Quote from A Light Thanksgiving Nosh

Beverly: We're here. Linda, I have to say, I am so glad you are hosting this year. Also, Murray will not be able to attend. Something about Thanksgiving being yesterday.
Mr. Glascott: Yep. Bev's bird did me in, too. I slept for 12 hours last night, instead of my usual 11.

Quote from Hip-Shaking and Booty-Quaking

Mr. Glascott: I love your Fame idea.
Beverly: Really?
Mr. Glascott: Yes. I'm a Fame-a-holic. I've seen it 19 times. The ticket guy at the theater thinks I'm mentally unstable.
Beverly: Well, you know, they have it on VHS, John.
Mr. Glascott: I was an early adopter of the Sony format Betamax. Its retail failure was also my own.
Beverly: Then why'd you double down and say my idea was terrible?
Mr. Glascott: Peer pressure and outie belly buttons are my greatest fears. But you don't know how many school musicals I've sat through, silently longing to be up there under those hot lights myself.
Beverly: Then, baby, they'll remember your name.
Mr. Glascott: That's from the movie! [both laugh]

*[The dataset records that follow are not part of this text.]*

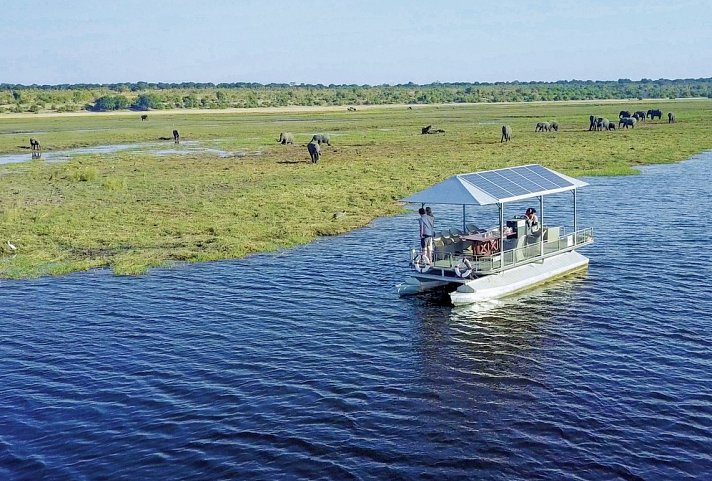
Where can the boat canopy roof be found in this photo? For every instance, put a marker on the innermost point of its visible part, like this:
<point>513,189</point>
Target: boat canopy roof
<point>497,186</point>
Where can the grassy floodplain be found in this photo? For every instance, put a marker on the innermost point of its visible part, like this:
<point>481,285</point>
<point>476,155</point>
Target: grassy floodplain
<point>134,210</point>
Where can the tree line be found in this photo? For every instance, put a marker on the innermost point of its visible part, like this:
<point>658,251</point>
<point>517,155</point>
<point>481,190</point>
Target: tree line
<point>192,95</point>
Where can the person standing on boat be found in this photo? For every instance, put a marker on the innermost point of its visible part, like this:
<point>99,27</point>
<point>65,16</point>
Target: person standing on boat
<point>427,231</point>
<point>532,220</point>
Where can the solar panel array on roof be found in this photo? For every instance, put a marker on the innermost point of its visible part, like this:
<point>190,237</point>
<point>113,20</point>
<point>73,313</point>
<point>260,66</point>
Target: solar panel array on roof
<point>516,181</point>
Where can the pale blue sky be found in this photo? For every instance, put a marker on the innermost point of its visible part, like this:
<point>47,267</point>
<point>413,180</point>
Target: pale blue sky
<point>345,42</point>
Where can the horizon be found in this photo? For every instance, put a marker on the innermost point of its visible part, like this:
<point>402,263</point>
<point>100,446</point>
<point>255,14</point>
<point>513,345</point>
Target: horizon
<point>353,42</point>
<point>294,84</point>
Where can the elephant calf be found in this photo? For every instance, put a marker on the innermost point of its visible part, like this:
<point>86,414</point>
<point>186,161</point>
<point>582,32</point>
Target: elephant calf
<point>542,127</point>
<point>506,134</point>
<point>314,151</point>
<point>627,121</point>
<point>286,138</point>
<point>322,139</point>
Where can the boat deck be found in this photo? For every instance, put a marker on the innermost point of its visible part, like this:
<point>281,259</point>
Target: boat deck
<point>451,251</point>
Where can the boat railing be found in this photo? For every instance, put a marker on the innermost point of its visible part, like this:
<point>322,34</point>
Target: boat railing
<point>448,255</point>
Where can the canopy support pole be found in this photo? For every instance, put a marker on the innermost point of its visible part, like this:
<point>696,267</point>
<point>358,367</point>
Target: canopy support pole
<point>501,236</point>
<point>541,225</point>
<point>464,228</point>
<point>575,225</point>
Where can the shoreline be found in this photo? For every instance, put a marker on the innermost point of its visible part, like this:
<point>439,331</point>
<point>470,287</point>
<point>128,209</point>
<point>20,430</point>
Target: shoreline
<point>130,212</point>
<point>326,108</point>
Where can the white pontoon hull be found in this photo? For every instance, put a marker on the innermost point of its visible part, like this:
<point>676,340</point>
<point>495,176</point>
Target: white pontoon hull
<point>413,286</point>
<point>516,279</point>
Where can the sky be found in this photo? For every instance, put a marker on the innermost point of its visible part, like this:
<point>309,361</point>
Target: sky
<point>352,42</point>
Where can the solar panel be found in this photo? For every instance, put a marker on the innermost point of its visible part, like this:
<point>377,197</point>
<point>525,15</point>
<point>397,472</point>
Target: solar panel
<point>500,185</point>
<point>487,186</point>
<point>516,181</point>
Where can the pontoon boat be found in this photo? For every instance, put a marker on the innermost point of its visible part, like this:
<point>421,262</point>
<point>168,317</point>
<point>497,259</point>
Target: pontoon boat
<point>484,264</point>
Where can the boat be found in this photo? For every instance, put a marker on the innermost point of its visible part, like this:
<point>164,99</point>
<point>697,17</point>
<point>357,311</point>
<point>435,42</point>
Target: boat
<point>480,265</point>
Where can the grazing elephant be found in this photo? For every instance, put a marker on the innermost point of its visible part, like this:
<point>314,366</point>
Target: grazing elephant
<point>652,113</point>
<point>322,139</point>
<point>286,138</point>
<point>314,151</point>
<point>506,134</point>
<point>627,122</point>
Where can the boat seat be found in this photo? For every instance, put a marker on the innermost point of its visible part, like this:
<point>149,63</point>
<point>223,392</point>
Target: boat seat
<point>551,234</point>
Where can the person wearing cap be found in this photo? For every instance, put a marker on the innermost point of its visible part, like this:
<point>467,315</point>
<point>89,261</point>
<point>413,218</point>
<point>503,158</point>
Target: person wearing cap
<point>532,220</point>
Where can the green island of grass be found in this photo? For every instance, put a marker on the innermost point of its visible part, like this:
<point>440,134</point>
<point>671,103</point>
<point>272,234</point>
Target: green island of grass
<point>133,210</point>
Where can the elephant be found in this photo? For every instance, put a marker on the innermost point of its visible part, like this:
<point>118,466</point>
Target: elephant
<point>627,122</point>
<point>652,113</point>
<point>322,139</point>
<point>286,138</point>
<point>430,130</point>
<point>314,151</point>
<point>506,134</point>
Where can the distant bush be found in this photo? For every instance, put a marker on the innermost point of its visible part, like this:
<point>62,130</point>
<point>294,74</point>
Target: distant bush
<point>110,102</point>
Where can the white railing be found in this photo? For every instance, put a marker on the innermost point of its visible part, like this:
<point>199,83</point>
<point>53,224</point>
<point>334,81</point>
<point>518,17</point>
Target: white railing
<point>448,256</point>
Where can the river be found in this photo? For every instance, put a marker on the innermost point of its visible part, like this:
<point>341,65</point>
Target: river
<point>277,367</point>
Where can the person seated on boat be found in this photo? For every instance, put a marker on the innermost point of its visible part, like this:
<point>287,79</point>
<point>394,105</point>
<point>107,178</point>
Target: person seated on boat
<point>532,220</point>
<point>427,231</point>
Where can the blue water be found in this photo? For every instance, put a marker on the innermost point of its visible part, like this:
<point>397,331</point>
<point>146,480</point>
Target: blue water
<point>272,368</point>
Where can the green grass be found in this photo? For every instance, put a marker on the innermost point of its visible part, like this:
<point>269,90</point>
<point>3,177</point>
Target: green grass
<point>131,211</point>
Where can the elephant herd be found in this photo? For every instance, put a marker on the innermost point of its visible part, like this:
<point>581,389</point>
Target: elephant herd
<point>314,146</point>
<point>626,120</point>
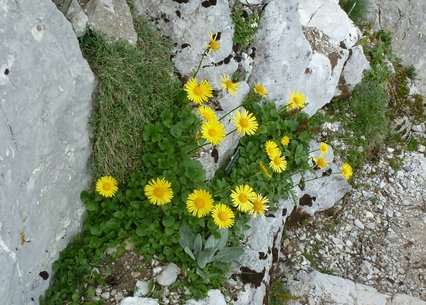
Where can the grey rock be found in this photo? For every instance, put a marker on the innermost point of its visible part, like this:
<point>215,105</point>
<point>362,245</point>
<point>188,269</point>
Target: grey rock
<point>141,289</point>
<point>138,301</point>
<point>359,224</point>
<point>112,18</point>
<point>405,20</point>
<point>214,297</point>
<point>188,25</point>
<point>77,18</point>
<point>318,60</point>
<point>169,275</point>
<point>320,288</point>
<point>45,103</point>
<point>353,70</point>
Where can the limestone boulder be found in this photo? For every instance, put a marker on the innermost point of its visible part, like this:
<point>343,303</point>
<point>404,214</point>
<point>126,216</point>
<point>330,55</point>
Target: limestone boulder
<point>302,46</point>
<point>112,18</point>
<point>45,103</point>
<point>188,24</point>
<point>318,288</point>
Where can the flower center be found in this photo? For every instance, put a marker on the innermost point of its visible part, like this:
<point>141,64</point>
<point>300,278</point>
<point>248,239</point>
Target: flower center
<point>198,91</point>
<point>244,122</point>
<point>214,45</point>
<point>212,132</point>
<point>277,160</point>
<point>223,216</point>
<point>158,192</point>
<point>242,197</point>
<point>200,203</point>
<point>229,84</point>
<point>257,206</point>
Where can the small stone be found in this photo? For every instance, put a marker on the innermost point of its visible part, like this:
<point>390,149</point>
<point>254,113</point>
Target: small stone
<point>141,289</point>
<point>359,224</point>
<point>169,275</point>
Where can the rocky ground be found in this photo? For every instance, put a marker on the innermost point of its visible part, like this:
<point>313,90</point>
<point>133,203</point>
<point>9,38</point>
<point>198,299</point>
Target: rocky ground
<point>376,235</point>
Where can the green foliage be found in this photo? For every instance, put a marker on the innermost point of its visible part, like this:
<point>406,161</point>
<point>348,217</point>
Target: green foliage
<point>357,10</point>
<point>214,250</point>
<point>369,104</point>
<point>134,85</point>
<point>245,25</point>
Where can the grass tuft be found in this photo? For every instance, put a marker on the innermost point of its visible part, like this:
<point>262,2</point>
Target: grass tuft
<point>135,84</point>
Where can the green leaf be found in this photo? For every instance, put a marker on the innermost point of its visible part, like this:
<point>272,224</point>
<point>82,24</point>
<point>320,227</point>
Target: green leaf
<point>189,252</point>
<point>186,237</point>
<point>176,131</point>
<point>96,231</point>
<point>140,232</point>
<point>198,245</point>
<point>91,205</point>
<point>205,257</point>
<point>168,221</point>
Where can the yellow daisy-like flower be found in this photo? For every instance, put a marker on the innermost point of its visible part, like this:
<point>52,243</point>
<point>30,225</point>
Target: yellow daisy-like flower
<point>214,45</point>
<point>260,89</point>
<point>198,93</point>
<point>245,122</point>
<point>324,148</point>
<point>242,197</point>
<point>213,131</point>
<point>297,100</point>
<point>347,171</point>
<point>207,113</point>
<point>229,85</point>
<point>223,216</point>
<point>106,186</point>
<point>272,149</point>
<point>285,140</point>
<point>321,162</point>
<point>199,203</point>
<point>264,170</point>
<point>278,163</point>
<point>159,191</point>
<point>259,205</point>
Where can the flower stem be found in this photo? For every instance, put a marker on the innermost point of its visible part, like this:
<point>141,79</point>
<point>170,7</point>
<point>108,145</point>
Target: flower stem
<point>199,64</point>
<point>223,116</point>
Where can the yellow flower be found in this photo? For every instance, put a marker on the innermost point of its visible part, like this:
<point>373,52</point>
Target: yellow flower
<point>229,85</point>
<point>347,171</point>
<point>223,216</point>
<point>278,163</point>
<point>272,149</point>
<point>324,148</point>
<point>213,132</point>
<point>297,100</point>
<point>213,44</point>
<point>199,203</point>
<point>285,140</point>
<point>259,205</point>
<point>159,191</point>
<point>260,89</point>
<point>207,113</point>
<point>242,197</point>
<point>198,93</point>
<point>264,169</point>
<point>245,122</point>
<point>106,186</point>
<point>321,162</point>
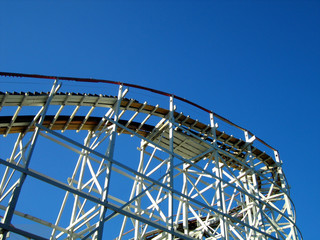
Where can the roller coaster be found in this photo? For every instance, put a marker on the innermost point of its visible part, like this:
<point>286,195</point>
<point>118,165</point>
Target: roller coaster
<point>95,166</point>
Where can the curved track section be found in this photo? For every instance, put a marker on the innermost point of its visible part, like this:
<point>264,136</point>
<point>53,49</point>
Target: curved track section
<point>82,166</point>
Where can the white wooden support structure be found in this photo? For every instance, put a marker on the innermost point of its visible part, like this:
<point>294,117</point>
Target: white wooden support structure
<point>138,170</point>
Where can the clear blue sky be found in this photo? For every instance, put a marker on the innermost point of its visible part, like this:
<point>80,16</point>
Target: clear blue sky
<point>255,62</point>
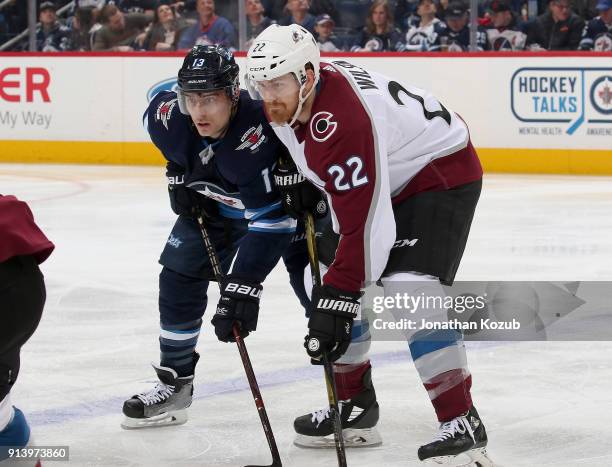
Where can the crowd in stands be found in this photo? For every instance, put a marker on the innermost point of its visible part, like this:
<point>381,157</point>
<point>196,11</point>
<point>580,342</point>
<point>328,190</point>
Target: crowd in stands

Quote from Hip-Shaking and Booty-Quaking

Mr. Glascott: Harrowing news, everyone. I was minding my business in the east hallway washroom, and I overheard a sinister plot. The seniors are going to, quote, "rag on those goofy teachers until they cry."
Mr. Perott: No way.
Mr. Glascott: Yes, way. Brian Corbett and Brian Walls are gonna tear us apart.
Mr. Woodburn: The Brians? So popular and catty.
Mr. Glascott: Oh, and it wasn't just them. There was a stream of pupils entering and exiting, each one more mocking than the next. Jason B., Xavier M., Rodney R., Jason B. again.
Beverly: All of those people came in and out while you were in the bathroom?
Mr. Glascott: Yes. We are lambs for the slaughter.
Beverly: I'm just concerned about how long you were in the bathroom.
Mr. Perott: You went before we even broke for lunch.
Helen: I thought he left for the day.
Mr. Glascott: We all have our own ways of managing pre-show jitters.
Coach Nick: I hope you at least brought a book.
Mr. Glascott: Focus, people. We're in real trouble here. We can't sing or dance, and look at these form-fitting costumes.

Quote from School-ercise

Adult Adam: [v.o.] Back in the '80s, everyone was getting physical. Walks were powered, bodies were Jaked, and Richard Simmons made sure oldies were sweated to. No one liked moving their body more than my mom.
Beverly: [gasps] Thank you, Richard Simmons. Your naggy nudginess continues to challenge and inspire.
Mr. Glascott: Is it weird that it's his job to constantly work out, but yet his body looks like mine after Thanksgiving?
Beverly: He is ripped and shredded with enthusiasm.
Mr. Glascott: You're just defending him because you share the same tank-top glitter-er.
Beverly: I wish. All my sparkle comes from these hands.
Mr. Glascott: And that smile. [chuckles] I have an adult friend!